A thought-provoking guide to the endearing and enigmatic ways in which the built environment takes shape, Best Practices proposes a new way of thinking about neighborhoods, housing developments, streetscapes, and storefronts, not so much as places defined by building codes, dimensions, or geographic features, but as assemblages of ad hoc interventions and incidental ephemera. Best Practices is an invitation to thoroughly reconsider issues of expertise, professionalism, power, ubiquity, defaults, communication environments, construction practices, and how these things confront architecture. The book proposes a broader and more all-encompassing set of interests and references for contemporary architecture and design discourse. Pairing photographic documentation with extensive captions and citations, Best Practices defines a territory within the margins between the sanctioned and unsanctioned, the regulated and unregulated, the tasteful and tacky, the novel and the nonsense. While not necessarily in opposition of those mechanisms, Best Practices asserts that interest, knowledge, and meaning are more often generated on the lines that divide such categories. The book advocates for a more thorough consideration of the unauthorized remodels, slap-dash handiwork, haphazard paint jobs, half-hearted do-it-yourself projects, cracked facades, contradictions, compromises, and coincidences.

Erin Besler (they/them/theirs) is an assistant professor of architecture at Princeton University and cofounder of Besler & Sons, a studio that designs buildings, software, objects, interfaces, and interiors. Their research is characterized by a particular interest in construction technologies, social media, and other platforms for producing and sharing content where interactions rely less on expertise and more on ubiquity. They are a recipient of the Architectural League of New York Young Architects Prize and the Rome Prize in Architecture from the American Academy in Rome.

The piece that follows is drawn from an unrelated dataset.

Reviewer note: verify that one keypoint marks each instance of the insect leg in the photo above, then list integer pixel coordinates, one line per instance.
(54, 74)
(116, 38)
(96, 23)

Ian Besler (he/him/his) is a visiting assistant professor of design at Pratt Institute and cofounder of Besler & Sons. He is a designer, educator, and writer whose work is situated at the edges between interfaces, media, software, and cities. Trained as a journalist and media designer, Besler’s approach to design research applies tools of writing, reporting, and visual communication to bear on the vernaculars, defaults, incidentals, and workarounds of visual communication and digital interactions.